In another example of the benefits of The University of Texas at Dallas’ participation in Alcatel’s Research Partner Program, the global communications network provider has selected UTD to collaborate with it on the design and demonstration of a next-generation, wireless Graphical User Interface (GUI) prototype for Personal Digital Assistants (PDAs), pocket PCs and other mobile devices.
It is the second project for which Alcatel has selected UTD – specifically, the university’s new Institute for Interactive Arts and Engineering – as its collaborative design partner. The first involved a number of wire-based telecommunication products.
The 11-month collaborative effort is expected to run at least through December. Thomas E. Linehan, head of the Institute for Interactive Arts and Engineering, and Dean Terry, assistant professor in UTD’s School of Arts and Humanities, will direct the project; and Chip Wood, an adjunct professor at UTD and principal of Plano-based Ignition, Inc., will serve as the lead designer.

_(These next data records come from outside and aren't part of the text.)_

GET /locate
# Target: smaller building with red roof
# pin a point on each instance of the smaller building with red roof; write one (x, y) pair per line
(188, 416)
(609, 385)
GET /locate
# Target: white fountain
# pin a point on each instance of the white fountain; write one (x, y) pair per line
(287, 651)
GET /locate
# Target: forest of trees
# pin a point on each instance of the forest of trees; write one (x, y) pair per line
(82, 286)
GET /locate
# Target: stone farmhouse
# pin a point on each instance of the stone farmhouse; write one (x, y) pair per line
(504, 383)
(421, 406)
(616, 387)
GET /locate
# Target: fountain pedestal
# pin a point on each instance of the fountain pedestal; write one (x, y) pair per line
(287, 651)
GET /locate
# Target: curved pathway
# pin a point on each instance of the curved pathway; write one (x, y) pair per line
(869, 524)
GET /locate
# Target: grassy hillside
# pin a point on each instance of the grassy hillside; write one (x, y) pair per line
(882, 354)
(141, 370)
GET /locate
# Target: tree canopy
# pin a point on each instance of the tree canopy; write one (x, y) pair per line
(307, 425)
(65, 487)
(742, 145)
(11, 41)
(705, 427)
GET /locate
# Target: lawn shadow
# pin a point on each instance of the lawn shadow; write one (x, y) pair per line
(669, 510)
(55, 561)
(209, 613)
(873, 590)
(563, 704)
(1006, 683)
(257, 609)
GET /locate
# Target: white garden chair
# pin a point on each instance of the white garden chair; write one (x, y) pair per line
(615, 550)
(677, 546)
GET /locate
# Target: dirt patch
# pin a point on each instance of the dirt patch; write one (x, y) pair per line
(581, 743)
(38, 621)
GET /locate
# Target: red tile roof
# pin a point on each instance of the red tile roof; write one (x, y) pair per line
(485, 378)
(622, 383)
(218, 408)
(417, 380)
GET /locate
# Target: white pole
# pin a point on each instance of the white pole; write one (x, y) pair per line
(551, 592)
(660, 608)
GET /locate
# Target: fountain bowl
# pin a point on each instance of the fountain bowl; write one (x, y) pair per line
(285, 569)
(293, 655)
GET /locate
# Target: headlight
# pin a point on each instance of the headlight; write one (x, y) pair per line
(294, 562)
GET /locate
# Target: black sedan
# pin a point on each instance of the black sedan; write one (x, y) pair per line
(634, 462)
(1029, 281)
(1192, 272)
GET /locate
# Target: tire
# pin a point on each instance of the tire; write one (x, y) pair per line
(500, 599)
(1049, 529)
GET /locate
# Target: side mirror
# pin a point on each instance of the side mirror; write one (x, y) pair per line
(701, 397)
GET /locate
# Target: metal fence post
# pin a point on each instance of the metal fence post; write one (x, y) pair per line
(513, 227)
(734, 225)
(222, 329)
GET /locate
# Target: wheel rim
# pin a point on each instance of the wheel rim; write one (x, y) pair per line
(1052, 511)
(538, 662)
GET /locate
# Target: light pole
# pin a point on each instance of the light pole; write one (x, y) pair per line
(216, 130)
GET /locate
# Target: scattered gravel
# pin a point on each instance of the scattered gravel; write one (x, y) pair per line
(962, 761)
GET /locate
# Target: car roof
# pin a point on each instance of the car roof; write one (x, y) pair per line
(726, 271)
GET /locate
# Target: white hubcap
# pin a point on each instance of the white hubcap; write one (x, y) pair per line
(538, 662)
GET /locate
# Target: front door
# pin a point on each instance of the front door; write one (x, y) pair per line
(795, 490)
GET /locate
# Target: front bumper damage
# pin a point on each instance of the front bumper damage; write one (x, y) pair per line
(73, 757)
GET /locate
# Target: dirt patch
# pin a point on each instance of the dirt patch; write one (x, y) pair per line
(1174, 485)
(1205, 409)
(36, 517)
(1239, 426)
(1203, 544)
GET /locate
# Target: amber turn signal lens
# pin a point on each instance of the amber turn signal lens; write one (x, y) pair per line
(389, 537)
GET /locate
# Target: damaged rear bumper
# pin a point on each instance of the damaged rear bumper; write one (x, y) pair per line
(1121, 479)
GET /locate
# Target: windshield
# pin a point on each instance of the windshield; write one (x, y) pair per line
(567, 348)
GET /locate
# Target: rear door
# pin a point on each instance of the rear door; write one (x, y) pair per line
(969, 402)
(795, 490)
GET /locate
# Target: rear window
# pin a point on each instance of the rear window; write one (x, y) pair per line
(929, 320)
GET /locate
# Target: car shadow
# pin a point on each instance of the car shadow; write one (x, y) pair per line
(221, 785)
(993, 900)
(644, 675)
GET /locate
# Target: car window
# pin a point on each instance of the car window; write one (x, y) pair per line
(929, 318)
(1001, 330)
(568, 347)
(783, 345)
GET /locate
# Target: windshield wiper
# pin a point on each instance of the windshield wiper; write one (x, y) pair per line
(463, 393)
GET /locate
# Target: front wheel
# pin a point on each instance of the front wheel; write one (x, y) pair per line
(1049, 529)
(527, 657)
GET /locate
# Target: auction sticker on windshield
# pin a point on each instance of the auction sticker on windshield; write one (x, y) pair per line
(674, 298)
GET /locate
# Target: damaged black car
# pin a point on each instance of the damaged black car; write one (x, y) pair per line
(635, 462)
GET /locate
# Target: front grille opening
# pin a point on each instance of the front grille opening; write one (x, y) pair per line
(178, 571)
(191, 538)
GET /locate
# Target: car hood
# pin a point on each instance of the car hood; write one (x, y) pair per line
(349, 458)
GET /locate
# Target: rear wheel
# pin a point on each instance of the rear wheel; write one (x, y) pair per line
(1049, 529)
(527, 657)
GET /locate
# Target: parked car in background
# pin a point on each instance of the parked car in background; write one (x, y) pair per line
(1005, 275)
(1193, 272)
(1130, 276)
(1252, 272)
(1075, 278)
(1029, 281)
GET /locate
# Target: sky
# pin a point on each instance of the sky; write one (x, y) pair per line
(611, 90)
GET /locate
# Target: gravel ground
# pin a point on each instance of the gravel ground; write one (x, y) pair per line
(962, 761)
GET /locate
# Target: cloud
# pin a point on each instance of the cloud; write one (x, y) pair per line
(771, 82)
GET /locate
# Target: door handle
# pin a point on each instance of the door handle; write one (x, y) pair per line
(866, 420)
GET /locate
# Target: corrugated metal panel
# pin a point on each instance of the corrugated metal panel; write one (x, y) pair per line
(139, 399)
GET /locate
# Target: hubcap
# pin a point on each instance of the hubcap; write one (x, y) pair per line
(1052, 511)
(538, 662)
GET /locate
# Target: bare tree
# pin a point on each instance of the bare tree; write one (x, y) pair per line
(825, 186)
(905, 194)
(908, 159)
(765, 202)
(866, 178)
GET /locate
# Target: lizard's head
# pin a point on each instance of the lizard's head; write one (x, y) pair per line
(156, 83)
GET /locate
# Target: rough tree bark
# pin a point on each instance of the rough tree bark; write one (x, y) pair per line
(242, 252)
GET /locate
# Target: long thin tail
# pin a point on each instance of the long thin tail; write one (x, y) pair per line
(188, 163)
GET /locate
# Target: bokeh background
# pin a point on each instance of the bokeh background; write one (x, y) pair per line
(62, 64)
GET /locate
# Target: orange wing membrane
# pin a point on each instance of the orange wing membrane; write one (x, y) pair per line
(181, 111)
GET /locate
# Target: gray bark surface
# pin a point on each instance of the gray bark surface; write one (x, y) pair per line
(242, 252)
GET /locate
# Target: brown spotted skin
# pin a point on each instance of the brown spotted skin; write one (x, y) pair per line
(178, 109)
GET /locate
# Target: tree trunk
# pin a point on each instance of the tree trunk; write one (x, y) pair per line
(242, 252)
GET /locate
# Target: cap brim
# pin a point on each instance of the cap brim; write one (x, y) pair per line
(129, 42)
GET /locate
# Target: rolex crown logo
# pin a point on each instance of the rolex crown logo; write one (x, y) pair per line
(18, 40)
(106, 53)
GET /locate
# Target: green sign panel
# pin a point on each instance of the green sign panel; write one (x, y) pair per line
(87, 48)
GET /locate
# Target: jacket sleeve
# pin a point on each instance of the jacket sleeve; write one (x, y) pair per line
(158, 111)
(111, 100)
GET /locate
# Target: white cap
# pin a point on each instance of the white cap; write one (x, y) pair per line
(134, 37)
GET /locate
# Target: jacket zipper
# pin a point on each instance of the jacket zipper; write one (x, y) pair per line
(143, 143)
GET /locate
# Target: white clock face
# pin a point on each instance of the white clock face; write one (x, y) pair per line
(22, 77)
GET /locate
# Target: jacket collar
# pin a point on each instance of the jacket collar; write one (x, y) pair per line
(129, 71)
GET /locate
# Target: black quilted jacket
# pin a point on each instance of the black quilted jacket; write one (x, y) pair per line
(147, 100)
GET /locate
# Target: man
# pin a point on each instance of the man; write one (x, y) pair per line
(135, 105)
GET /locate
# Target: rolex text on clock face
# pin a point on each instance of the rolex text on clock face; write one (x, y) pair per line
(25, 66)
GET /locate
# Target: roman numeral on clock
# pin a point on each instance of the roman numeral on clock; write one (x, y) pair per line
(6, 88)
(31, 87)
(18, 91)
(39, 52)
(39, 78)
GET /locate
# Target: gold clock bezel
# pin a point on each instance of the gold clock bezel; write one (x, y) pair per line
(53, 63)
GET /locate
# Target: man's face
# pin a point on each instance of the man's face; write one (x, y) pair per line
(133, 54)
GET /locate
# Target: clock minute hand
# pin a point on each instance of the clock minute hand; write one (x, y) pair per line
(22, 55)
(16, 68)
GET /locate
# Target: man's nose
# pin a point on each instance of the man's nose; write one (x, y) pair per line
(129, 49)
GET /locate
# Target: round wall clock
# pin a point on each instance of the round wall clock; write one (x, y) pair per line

“We are delighted that Alcatel has selected UTD to work on a second project, one that is important to the company,” said Linehan, who joined UTD from The Ohio State University 15 months ago. “We intend to make sure that their confidence in us is deserved by coming up with a design that is technologically innovative, aesthetically pleasing and, most important, provides a competitive advantage to both Alcatel and to the end-user.”
UTD, which has had a long relationship with Alcatel, is one of only three U.S. research organizations selected by Alcatel for its global Research Partner Program, which was established in the fall of 2001 to foster technological innovation through relationships with key universities and research institutes. The program has three components – research collaboration; mobility, training and education; and incubation and start-up initiatives. The research partners are part of a select group likely to be consulted first regarding new Alcatel collaborative research topics.
“The Alcatel collaboration with Tom Linehan of the UTD Institute for Interactive Arts and Engineering during 2002 was very useful and provided several innovative ideas for the design of graphical interfaces for use in the next generation communications services,” said Rajiv Shah, who is the vice president of Reseach and Network Strategy at Alcatel. “The perspective, talents, skills and experience provided by the UTD Institute are very complementary to the engineering design and development expertise available at the Alcatel Research and Innovation group in Plano. This year we hope to get similar innovative contributions in the design of multimodal user interfaces for new telecommunications applications and services.”
UTD’s Institute for Interactive Arts and Engineering was established to provide students with an opportunity to learn about interactive advancements in the fields of communication, entertainment, education and training, as well as in scientific and medical applications. As part of their studies, students, along with faculty, are charged with inventing new pathways for the converging disciplines and fields.
The Institute is a collaborative, inter-disciplinary effort by two of UTD’s seven schools: the School of Arts and Humanities and the Erik Jonsson School of Engineering and Computer Science.